Cisco's luck just complements the misfortune of traditional telecommunications companies represented by Lucent. The rise of the Internet has caused a sharp increase in the amount of data transmission in the world, while the amount of voice calls has declined.The figure below is a comparison of the world's data communication volume and voice communication volume from 1996 to 2002, and the unit is Gb/s. In China, calls to fixed-line local calls have even declined since 2005.According to statistics released by China's Ministry of Information Industry, from January to November 2005, the duration of local calls on fixed telephones increased by 0.1% compared with the same period in 2004.The Ministry of Information Industry also indicated that in the increase in the volume of fixed local telephone calls, the volume of PHS calls increased by 22.0% over the same period last year, and its proportion rose to 25.0% from 20.5% in the same period last year.This actually means that the volume of traditional fixed-line local calls is actually negative growth.In 2006, compared with 2005, the call volume of local calls dropped further.Of course, this is due to the rapid popularization of mobile phones on the one hand, and on the other hand, data transmission has robbed the voice transmission market.

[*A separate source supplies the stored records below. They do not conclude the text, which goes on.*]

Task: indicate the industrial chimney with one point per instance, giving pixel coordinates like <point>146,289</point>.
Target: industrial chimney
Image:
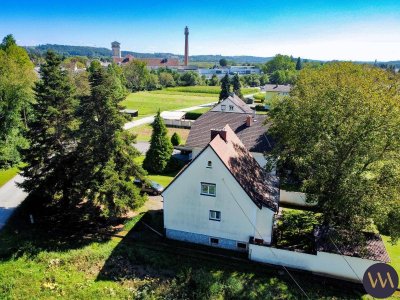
<point>186,46</point>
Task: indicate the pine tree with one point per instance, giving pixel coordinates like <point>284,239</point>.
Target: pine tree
<point>51,134</point>
<point>159,154</point>
<point>237,86</point>
<point>225,87</point>
<point>106,152</point>
<point>16,81</point>
<point>299,64</point>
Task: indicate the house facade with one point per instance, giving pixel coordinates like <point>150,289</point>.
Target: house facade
<point>249,127</point>
<point>216,201</point>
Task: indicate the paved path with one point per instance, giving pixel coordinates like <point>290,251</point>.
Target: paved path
<point>150,119</point>
<point>10,197</point>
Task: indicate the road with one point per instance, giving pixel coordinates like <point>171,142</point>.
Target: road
<point>150,119</point>
<point>10,197</point>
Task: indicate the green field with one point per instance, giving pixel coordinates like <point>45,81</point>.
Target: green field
<point>6,175</point>
<point>206,89</point>
<point>68,260</point>
<point>148,103</point>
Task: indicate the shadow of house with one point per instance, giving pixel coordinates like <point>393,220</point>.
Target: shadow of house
<point>54,229</point>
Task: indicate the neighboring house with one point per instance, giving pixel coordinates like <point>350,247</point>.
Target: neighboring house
<point>250,128</point>
<point>216,201</point>
<point>151,63</point>
<point>233,104</point>
<point>282,90</point>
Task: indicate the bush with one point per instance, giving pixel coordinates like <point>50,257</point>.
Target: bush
<point>176,139</point>
<point>191,115</point>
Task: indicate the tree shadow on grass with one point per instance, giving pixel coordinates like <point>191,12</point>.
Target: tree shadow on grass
<point>55,228</point>
<point>177,270</point>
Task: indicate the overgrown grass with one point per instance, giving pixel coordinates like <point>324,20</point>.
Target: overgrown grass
<point>148,103</point>
<point>7,175</point>
<point>38,264</point>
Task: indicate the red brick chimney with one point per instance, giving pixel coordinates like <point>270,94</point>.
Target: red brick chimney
<point>220,132</point>
<point>249,121</point>
<point>186,46</point>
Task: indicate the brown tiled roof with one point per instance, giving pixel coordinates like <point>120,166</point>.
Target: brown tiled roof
<point>160,62</point>
<point>277,88</point>
<point>240,104</point>
<point>254,137</point>
<point>374,248</point>
<point>261,187</point>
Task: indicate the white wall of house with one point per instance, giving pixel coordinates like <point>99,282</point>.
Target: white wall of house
<point>227,106</point>
<point>330,264</point>
<point>185,209</point>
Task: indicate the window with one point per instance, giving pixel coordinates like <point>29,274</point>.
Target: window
<point>241,245</point>
<point>214,241</point>
<point>208,189</point>
<point>215,215</point>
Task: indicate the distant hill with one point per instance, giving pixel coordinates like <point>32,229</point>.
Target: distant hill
<point>97,52</point>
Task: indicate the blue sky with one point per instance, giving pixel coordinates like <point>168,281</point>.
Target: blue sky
<point>346,30</point>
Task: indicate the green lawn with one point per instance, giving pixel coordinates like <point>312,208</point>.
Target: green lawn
<point>55,259</point>
<point>144,132</point>
<point>148,103</point>
<point>6,175</point>
<point>207,89</point>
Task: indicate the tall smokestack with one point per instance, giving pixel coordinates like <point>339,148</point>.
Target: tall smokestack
<point>186,46</point>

After the first chapter of Top of the Wave "Afterglow of the Empire" was published, some Lucent friends argued with me that their company was still developing, not only afterglow.Let me tell you, you are developing, and judging from the volume of voice communication, it is not too slow to more than double in less than ten years, but the proportion of voice communication in the world's communication volume has dropped from a dominant position to a vassal status .The amount of money that the world can spend on communication equipment is almost constant (increasing by a few percent per year), and more and more money is spent on data communication equipment such as Cisco equipment instead of traditional program-controlled switches. (What's more, Cisco is also grabbing the switch market).Although Lucent can also make products similar to those used by Cisco for the Internet, they have no technical advantages and are seriously short of funds.Cisco has $16 billion in cash after deducting debt, while other telecom equipment manufacturers such as Alcatel/Lucent, Nortel, etc. have zero cash or negative cash after deducting debt.Therefore, since Cisco was born, it has been in an industry where it is difficult not to make money, while Lucent has entered an era where gods can't do anything.

Cisco was lucky to stand on the top of the wave of the Internet revolution. Driven by the tide of the Internet revolution, Cisco can still maintain a strong growth momentum after listing.Of course, Cisco's top spot as a network equipment supplier depends largely on its very special culture.